How does the Prophesee camera sensor work?
Unlike traditional camera sensors, which rely on the same fixed frame rate for the entire image multiple times every second, each pixel of a Metavision sensor features a logic core that continuously monitors changes in the scene. This means the sensor only captures the data when the scene changes, making it much faster and more efficient than traditional camera chips.
To illustrate how this works, let’s take the example of a golfer taking a swing. A traditional sensor captures an extensive inventory of the sky, trees, and grass behind the golfer while missing segments of important information, such as the swing of the club and the movement of the ball. The Metavision sensor, on the other hand, captures only the data that changes, allowing it to capture all the important information without missing a beat.

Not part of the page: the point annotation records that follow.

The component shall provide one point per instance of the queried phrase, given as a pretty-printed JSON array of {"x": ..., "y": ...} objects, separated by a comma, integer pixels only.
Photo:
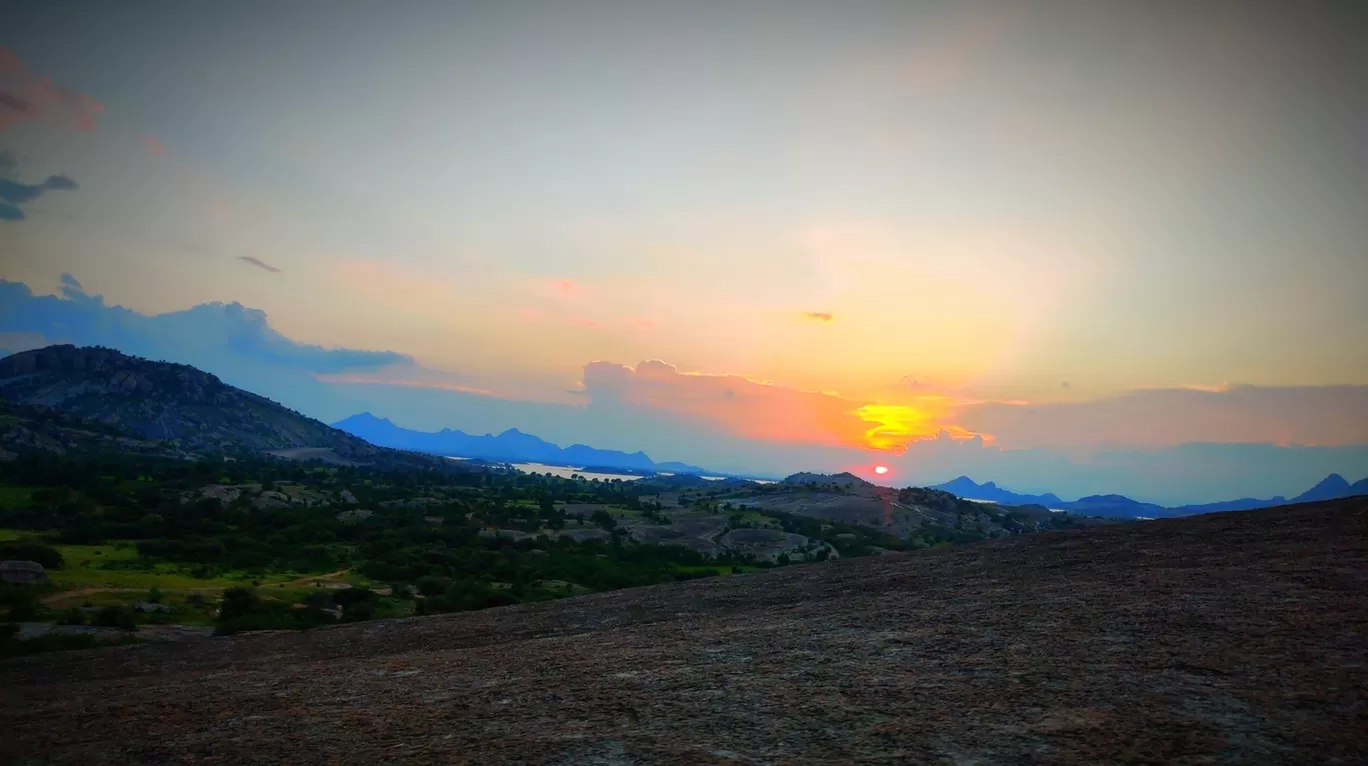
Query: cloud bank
[
  {"x": 1160, "y": 446},
  {"x": 12, "y": 193}
]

While the Metavision sensor could revolutionize smartphone photography, it cannot work as a standalone unit, as the smartphone needs to combine both traditional sensor data and the Metavision sensor data to produce blur-free images.
Despite the limitation, the results are quite impressive, and Qualcomm hopes to leverage its partnership with Prophesee to deliver this experience in their upcoming Snapdragon-powered smartphones, with development kits rolling out this year. Currently, Prophesee’s camera chips will be outsourced for manufacturing to Sony Group Corp, with mass production planned for next year.